Johnny Appleseed (photo: http://www.todayifoundout.com)

L’une des figures singulières de l’histoire de la pomiculture américaine est sans contredit John Chapman connu sous le sobriquet de Johnny Appleseed. Dans notre jargon du Québec, on lui aurait reconnu les traits d’un « quêteux ». Original, habillé en haillons, cet homme aux très maigres moyens a littéralement changé à sa manière l’Amérique du 19e siècle. Tout comme le personnage principal du film de Frédéric Back, l’homme qui plantait des arbres, celui-ci plantait… des pépins de pommes.

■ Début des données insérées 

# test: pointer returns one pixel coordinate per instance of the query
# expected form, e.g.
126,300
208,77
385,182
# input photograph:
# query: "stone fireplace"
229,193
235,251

Pendant des décennies, a travers l’Ohio, l’Indiana et l’Illinois, il en planta des milliers. Il est pertinent de se rappeler qu’en plantant un pépin de pomme, il est quasi impossible d’obtenir une copie du plant-mère.

Par contre, la semence contient la génétique d’une foule de ses prédécesseurs et on ne sait jamais quel genre de fruits le plant développera. En agissant de cette manière, Chapman mit au monde des centaines de variétés adaptées au climat de leur région avec toute une gamme de formes, saveurs, textures, rusticité, etc. Des cultivars qui, dans certains cas, migrèrent jusqu’ici au Québec.

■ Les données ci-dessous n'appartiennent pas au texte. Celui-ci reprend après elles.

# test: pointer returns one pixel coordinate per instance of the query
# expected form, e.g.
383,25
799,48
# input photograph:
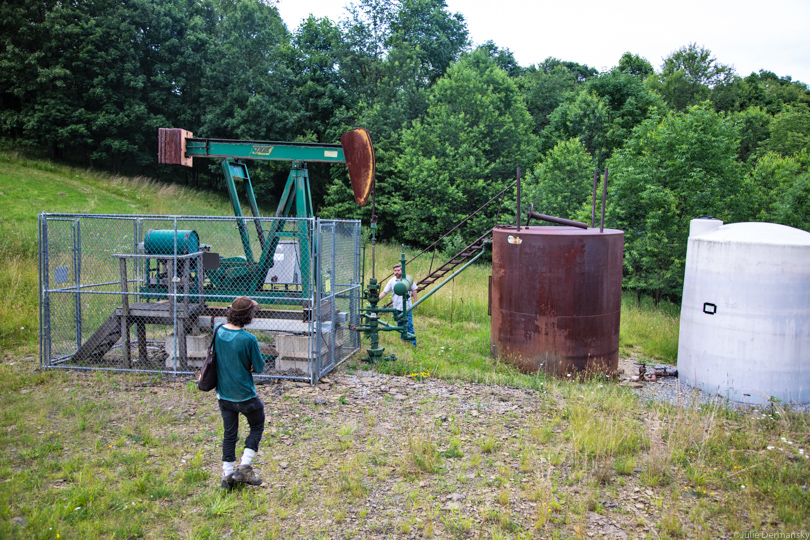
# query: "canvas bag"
207,379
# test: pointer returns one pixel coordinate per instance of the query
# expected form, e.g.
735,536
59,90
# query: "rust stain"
556,299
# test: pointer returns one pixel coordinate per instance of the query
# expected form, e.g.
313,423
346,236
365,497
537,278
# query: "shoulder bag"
207,380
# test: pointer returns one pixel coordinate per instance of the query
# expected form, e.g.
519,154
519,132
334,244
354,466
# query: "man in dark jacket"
238,357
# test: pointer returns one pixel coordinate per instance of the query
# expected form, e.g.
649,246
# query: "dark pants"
253,409
410,327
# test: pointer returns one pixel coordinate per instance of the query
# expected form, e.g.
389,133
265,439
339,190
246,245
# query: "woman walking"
238,357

Ainsi, sans domicile fixe, il se promenait inlassablement en semant ici et là sur les terres incultes et enseignant aux gens la manière d’en prendre soin, de les élaguer. La magie de ce geste incita les nouveaux colons à s’installer sur ces terres remplis de pommiers ayant sous la main un moyen de subsistance. L’histoire incita même Walt Disney a créer un court-métrage animé en 1948 intitulé « Johnny Appleseed » (voir ici-bas… en anglais seulement).

C’est donc dire qu’une personne sans instruction, sans le sous ni bien et ni moyen, fût capable, par un geste gratuit et dénué d’intérêt, d’influencer des milliers d’individus. Il pourrait sans aucun doute devenir une source d’inspiration pour tous ceux et celles qui croit qu’on ne peut rien changer.

Aujourd’hui devenu personnage de légende, on s’accorde pour dire qu’il fût l’un des premiers écologistes de notre temps.

Pour en savoir davantage, visionnez le reportage de la semaine Verte du 6 juillet 2013 (La botanique du désir – la pomme – partie 1). Ou encore le musée Johnny Appleseed (en anglais).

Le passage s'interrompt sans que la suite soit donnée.